I'm trying to calculate $$\displaystyle\lim_{(\Delta x,\Delta y)\to(0,0)} \frac{\Delta x(\sin (\Delta y) -\Delta y)}{\sqrt{((\Delta x)^2+(\Delta y)^2})^3} $$ to tell if the following function is differentiable at $(0,0)$: $f(x,y)=\frac{x(\sin y-y)}{x^2+y^2} $ is $(x,y)\neq (0,0)$, else $0$. I was trying to determine this using the definition of differentiability $f(x_0+\Delta x, y_0+\Delta y)-f(x_0,y_0)=f_x(x_0,y_0)\Delta x +f_y(x_0,y_0)\Delta y +\epsilon\sqrt{(\Delta x)^2+(\Delta y)^2} $ where $\epsilon(\Delta x,\Delta y)\to 0$ when $\Delta x,\Delta y\to 0$.

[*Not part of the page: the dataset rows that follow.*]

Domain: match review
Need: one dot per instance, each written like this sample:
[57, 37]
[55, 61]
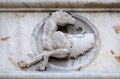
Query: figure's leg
[61, 52]
[45, 56]
[49, 28]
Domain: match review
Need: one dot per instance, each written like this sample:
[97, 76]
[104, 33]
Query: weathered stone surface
[60, 3]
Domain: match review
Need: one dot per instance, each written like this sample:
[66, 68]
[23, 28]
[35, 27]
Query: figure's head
[63, 18]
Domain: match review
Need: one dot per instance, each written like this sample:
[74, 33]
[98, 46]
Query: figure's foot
[23, 64]
[41, 68]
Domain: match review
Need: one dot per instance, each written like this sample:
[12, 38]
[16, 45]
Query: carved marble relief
[62, 36]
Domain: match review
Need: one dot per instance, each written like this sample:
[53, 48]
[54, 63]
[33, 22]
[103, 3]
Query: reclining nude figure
[58, 44]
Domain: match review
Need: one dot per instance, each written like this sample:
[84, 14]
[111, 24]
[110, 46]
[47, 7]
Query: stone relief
[59, 36]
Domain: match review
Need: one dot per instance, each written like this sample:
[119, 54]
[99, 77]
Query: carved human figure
[58, 44]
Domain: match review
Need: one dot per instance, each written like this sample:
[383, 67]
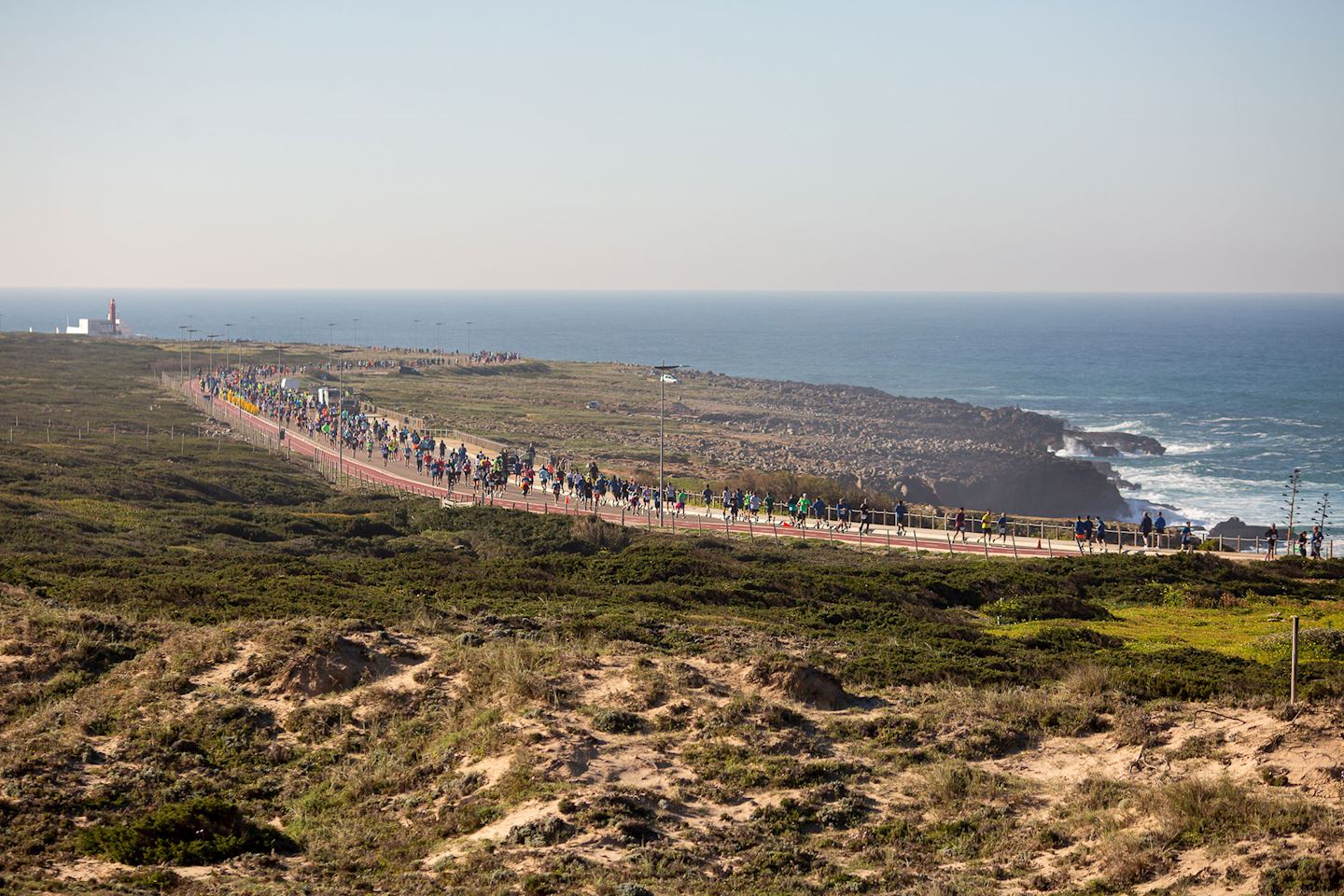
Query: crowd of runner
[347, 426]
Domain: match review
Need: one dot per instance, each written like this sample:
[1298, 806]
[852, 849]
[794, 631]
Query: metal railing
[1053, 536]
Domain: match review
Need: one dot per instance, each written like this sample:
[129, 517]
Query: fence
[1042, 532]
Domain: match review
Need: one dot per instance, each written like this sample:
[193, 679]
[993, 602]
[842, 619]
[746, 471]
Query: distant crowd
[347, 426]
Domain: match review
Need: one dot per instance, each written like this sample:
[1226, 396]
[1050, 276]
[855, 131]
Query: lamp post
[1291, 495]
[210, 347]
[665, 373]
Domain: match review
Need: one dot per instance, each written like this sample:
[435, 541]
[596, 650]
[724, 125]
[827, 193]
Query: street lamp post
[665, 371]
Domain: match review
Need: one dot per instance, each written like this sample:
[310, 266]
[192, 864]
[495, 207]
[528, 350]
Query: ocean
[1239, 388]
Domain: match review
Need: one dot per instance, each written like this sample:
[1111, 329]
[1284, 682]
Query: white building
[91, 327]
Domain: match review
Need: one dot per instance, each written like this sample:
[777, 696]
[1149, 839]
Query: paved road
[699, 520]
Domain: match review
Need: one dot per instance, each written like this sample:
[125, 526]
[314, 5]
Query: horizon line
[674, 290]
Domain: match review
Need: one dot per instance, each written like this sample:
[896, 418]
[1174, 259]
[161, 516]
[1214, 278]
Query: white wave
[1182, 449]
[1204, 497]
[1292, 422]
[1074, 449]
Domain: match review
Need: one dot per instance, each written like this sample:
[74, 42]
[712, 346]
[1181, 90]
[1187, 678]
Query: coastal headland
[926, 450]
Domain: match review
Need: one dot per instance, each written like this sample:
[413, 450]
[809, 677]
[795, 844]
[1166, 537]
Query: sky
[1127, 146]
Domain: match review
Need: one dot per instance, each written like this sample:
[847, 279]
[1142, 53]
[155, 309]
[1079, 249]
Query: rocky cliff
[931, 450]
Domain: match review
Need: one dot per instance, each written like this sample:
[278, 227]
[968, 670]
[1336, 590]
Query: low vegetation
[220, 675]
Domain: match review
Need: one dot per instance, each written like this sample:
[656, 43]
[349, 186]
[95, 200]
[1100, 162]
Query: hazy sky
[730, 144]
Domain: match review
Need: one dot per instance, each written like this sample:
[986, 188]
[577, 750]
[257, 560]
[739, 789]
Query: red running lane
[364, 471]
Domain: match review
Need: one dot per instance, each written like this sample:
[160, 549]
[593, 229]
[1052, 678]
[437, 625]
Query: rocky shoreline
[929, 450]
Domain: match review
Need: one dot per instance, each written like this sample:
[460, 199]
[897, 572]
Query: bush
[617, 721]
[198, 832]
[1305, 875]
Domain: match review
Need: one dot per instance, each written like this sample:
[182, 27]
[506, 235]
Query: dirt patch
[321, 665]
[808, 685]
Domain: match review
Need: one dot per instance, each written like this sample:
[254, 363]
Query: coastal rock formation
[1114, 443]
[929, 450]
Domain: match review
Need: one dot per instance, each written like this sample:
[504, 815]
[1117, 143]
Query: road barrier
[339, 465]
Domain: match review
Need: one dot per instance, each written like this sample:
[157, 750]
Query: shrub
[198, 832]
[617, 721]
[1305, 875]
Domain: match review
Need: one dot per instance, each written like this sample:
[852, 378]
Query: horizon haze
[977, 147]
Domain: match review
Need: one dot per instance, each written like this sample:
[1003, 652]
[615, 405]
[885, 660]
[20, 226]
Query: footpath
[372, 473]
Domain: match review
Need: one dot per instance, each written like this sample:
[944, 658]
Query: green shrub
[1305, 875]
[198, 832]
[617, 721]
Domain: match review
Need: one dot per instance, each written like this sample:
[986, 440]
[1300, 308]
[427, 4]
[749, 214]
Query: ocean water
[1239, 388]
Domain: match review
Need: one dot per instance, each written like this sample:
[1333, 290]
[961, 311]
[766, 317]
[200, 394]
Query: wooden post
[1292, 672]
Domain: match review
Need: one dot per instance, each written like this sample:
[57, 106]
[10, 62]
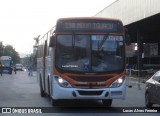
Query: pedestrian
[14, 68]
[30, 68]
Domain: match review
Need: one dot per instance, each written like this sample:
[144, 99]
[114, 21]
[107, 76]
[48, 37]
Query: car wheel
[147, 101]
[107, 102]
[54, 102]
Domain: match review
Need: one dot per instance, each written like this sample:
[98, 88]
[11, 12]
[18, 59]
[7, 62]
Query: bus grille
[89, 92]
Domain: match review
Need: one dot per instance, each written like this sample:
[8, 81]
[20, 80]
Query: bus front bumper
[59, 92]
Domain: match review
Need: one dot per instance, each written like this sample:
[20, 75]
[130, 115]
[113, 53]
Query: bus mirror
[52, 41]
[128, 39]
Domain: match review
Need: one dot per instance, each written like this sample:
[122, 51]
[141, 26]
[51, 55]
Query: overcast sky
[22, 20]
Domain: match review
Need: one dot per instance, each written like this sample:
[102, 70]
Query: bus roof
[89, 18]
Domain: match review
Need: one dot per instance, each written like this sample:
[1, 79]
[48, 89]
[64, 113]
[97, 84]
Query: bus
[6, 62]
[83, 58]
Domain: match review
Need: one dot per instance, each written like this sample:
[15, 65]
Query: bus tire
[107, 102]
[41, 89]
[147, 101]
[49, 94]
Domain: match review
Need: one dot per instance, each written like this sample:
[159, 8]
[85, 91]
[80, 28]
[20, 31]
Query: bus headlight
[62, 82]
[118, 82]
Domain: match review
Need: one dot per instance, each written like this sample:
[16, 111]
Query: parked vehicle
[152, 92]
[19, 67]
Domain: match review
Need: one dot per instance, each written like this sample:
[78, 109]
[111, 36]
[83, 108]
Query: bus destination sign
[94, 26]
[90, 26]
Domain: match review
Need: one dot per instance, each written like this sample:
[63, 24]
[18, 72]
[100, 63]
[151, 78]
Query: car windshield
[6, 62]
[90, 53]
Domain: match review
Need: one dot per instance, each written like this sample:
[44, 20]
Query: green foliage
[8, 50]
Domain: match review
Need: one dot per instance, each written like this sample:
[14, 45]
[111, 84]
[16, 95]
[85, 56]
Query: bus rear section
[87, 56]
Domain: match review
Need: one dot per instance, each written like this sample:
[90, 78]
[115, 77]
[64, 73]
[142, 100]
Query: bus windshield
[90, 53]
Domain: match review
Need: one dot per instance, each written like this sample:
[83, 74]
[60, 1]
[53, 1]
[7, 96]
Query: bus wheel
[107, 102]
[41, 89]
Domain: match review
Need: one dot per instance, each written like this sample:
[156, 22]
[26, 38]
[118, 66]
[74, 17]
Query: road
[21, 90]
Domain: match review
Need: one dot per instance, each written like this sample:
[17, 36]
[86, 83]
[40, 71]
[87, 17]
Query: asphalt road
[20, 91]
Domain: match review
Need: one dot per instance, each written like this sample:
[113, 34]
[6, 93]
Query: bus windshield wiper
[102, 42]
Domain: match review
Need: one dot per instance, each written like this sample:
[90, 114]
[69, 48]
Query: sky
[22, 20]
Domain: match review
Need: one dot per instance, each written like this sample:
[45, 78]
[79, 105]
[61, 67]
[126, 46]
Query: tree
[8, 50]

I would be happy to hear your thoughts. Thanks in advance :)
Note that
$$\frac{x(\sin (x-y))}{\sqrt{(x^2+y^2)^3}}=\frac{\sin (x-y)}{x-y}\frac{x(x-y)}{\sqrt{(x^2+y^2)^3}}\to 0$$
indeed
$$\frac{\sin (x-y)}{x-y}\to 1$$
and
$$\frac{x(x-y)}{\sqrt{(x^2+y^2)^3}}=\frac{\rho^2(\cos^2 \theta-\sin \theta\cos \theta)}{\rho\sqrt{\rho}}=\sqrt{\rho}(\cos^2 \theta-\sin \theta\cos \theta)\to 0$$